Some were able to walk up and shake hands themselves. Others were represented by children or sometimes grandchildren. Regardless, each man and woman had their own story to tell. For each one, the diploma meant something different. Armstead “Chuckie” Reid was eight when the doors closed for Prince Edward schools. A third grader at the time, Reid saw white students go off to private school, places that banned Black students from enrolling. Meanwhile, he waited for his own classes to reopen.
“Not for days, but for weeks, months and then five long years,” Reid, now Vice Mayor of the Town of Farmville, said Sunday. “But I thank God we have moved forward with many changes. Equality is justice for us here in Prince Edward County.”
Cornell Walker, meanwhile, is a proud brother to one of the marchers in the Barbara Johns strike. He himself is also a member of the Locked Out Generation, serving as President of the Moton High Alumni Association. Walker said through the closures, people in the community never stopped praying.
“We had a lot of people praying for us,” Walker said. He quoted James 5:16, pointing out that “the fervent, effective prayer of a righteous man availeth much.”
But there is one thing Walker would like to change, when it comes to the label given to his generation. The group is known as the Locked Out Generation or in some cases The Lost Generation. Walker has a better idea.
“How about the Generation That Made It?” he said. The generation that endured and, despite the challenges, has multiple members with doctorates, who have served or are serving as political, religious and educational leaders. Again, an example of where the challenges may have been meant for evil, but ‘God intended it for good’.
Moving the country forward
One thing Griffin wanted members of all three generations to acknowledge was the impact they’ve had, not just on Prince Edward County, but on America as a whole. Time after time, Griffin said, the challenges came. In each generation, the challenges were met and overcome.

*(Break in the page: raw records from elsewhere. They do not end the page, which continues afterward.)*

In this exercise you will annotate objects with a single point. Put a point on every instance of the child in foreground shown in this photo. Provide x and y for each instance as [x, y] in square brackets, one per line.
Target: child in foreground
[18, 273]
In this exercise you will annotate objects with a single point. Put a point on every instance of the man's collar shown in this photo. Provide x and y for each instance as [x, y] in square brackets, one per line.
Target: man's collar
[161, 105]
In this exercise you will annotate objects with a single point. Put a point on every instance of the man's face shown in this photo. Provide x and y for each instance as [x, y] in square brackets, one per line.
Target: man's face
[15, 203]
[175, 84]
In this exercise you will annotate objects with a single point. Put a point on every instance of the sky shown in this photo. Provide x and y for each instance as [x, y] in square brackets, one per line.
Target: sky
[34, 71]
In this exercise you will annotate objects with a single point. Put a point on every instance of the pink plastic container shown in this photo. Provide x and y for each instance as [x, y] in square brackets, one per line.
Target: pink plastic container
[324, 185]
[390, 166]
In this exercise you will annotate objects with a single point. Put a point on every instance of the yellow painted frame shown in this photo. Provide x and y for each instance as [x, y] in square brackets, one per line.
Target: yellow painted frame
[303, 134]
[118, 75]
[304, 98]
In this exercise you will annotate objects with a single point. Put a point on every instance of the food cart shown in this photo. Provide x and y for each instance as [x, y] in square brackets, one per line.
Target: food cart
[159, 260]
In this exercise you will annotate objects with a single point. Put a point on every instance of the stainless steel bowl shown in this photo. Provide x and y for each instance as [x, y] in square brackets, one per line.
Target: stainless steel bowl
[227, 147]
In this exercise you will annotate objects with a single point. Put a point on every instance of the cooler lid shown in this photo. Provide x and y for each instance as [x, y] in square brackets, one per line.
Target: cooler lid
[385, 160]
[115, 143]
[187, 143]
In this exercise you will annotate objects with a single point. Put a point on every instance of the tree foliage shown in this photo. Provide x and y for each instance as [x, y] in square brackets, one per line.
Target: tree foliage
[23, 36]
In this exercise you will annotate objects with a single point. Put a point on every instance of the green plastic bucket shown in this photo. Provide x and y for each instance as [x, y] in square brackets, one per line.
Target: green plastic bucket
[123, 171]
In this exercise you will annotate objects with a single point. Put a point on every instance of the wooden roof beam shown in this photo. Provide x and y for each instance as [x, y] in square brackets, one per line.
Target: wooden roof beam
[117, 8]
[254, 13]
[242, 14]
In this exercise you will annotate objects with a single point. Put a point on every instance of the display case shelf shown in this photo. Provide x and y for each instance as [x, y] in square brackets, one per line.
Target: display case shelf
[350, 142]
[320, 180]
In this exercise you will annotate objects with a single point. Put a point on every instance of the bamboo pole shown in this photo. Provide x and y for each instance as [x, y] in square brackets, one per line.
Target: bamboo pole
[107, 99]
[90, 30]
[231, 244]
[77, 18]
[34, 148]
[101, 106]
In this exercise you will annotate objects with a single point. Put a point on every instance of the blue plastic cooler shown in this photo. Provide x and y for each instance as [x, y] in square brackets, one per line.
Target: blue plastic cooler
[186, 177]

And with each victory, the nation took a step toward equality.
“We helped to move the country towards a more perfect union,” Griffin said. “We helped America to live up to the proposition in the second paragraph of the Declaration of Independence, which says ‘we hold these truths to be self-evident, that all men are created equal’,” Griffin said. “As a result of what we, the black community in Prince Edward, did, America has moved towards a more perfect nation, moved towards one nation under God, with liberty and justice for all. We still have a ways to go but thank God we ain’t where we used to be.”
He also wanted each generation to remember that in many ways, time after time, this Black community played a part in history.
“It all started here,” Griffin said. “Four years before Rosa Parks. Four years before Martin Luther King. Years before Jesse Jackson. Years before Barack Obama. It all started right here and the leader was a 16-year-old girl. It’s hard for women to be leaders today. What in the world led a 16-year-old girl to think that she could be a leader in a time when ‘that’s what men are supposed to do’? But O Lord, did she do it.”
Johns and every student in each of the three generations was led by God, Griffin said. The challenges men meant for evil, but just like Joseph, ‘God intended it for good’. Yes, God is in the clouds and is in heaven, “but he also walks with us and he talks with us. And he walked with us and talked with us along the way.”